Coming just months after the devastating April 2015 earthquake, this fuelled anti-India sentiments in Nepal. That Nepal’s then prime minister, K.P. Sharma Oli, was seen as having been forced to resign after a coalition partner supporting him quit allegedly at India’s instance, did not help matters.

Oli assumed office once again earlier this year at the head of a Leftist coalition that won a two-thirds majority in the November-December polls. New Delhi has since reached out to him, promising to work with his government.

In his speech at Janakpur, Modi said: “Whenever there has been a problem, India and Nepal have stood together. We have been there for each other in the most difficult of times"—perhaps pointing to India’s role in rushing food and other necessities to Nepal within hours of the 25 April 2015 earthquake.

Modi assured Nepal that it was at the top of India’s Neighbourhood First policy and announced a Rs100 crore package for the development of Janakpur and its surrounding areas.
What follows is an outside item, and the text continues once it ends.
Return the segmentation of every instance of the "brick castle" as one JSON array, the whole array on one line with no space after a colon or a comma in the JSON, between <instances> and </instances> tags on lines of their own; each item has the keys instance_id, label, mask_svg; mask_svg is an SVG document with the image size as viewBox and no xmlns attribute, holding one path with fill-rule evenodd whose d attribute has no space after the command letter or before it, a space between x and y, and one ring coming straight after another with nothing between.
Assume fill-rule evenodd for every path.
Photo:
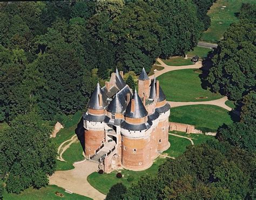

Janakpur is known as the birth place of Sita, wife of the Hindu god Rama.

Earlier in the day, Modi and Oli jointly inaugurated a direct bus service between Janakpur and Ayodhya.

Modi underlined the need for linking Nepal and India through highways, information networks, rail, electric connectivity, waterways and airways. “We are also trying our best to connect Nepal with waterways so that Nepal will be able to export Nepali goods abroad," he added.

Meanwhile, India’s foreign minister Sushma Swaraj, on a visit to Myanmar, discussed the issue of the return of hundreds of thousands of Rohingya refugees from relief camps in Bangladesh to Myanmar, an Indian statement said.

Swaraj met U Win Myint, president of Myanmar, Daw Aung San Suu Kyi, state counsellor and minister for foreign affairs, and Senior General Min Aung Hlaing, commander in chief of the Myanmar Defence Services.

Hlaing spoke of the “return of displaced persons, India’s development assistance to Myanmar, ongoing projects, and other issues of mutual interest," the statement said.

“The minister also underlined the need for safe and speedy return of displaced persons to Rakhine state," it said.

Seven agreements, including one on land border crossing, were signed, the statement added.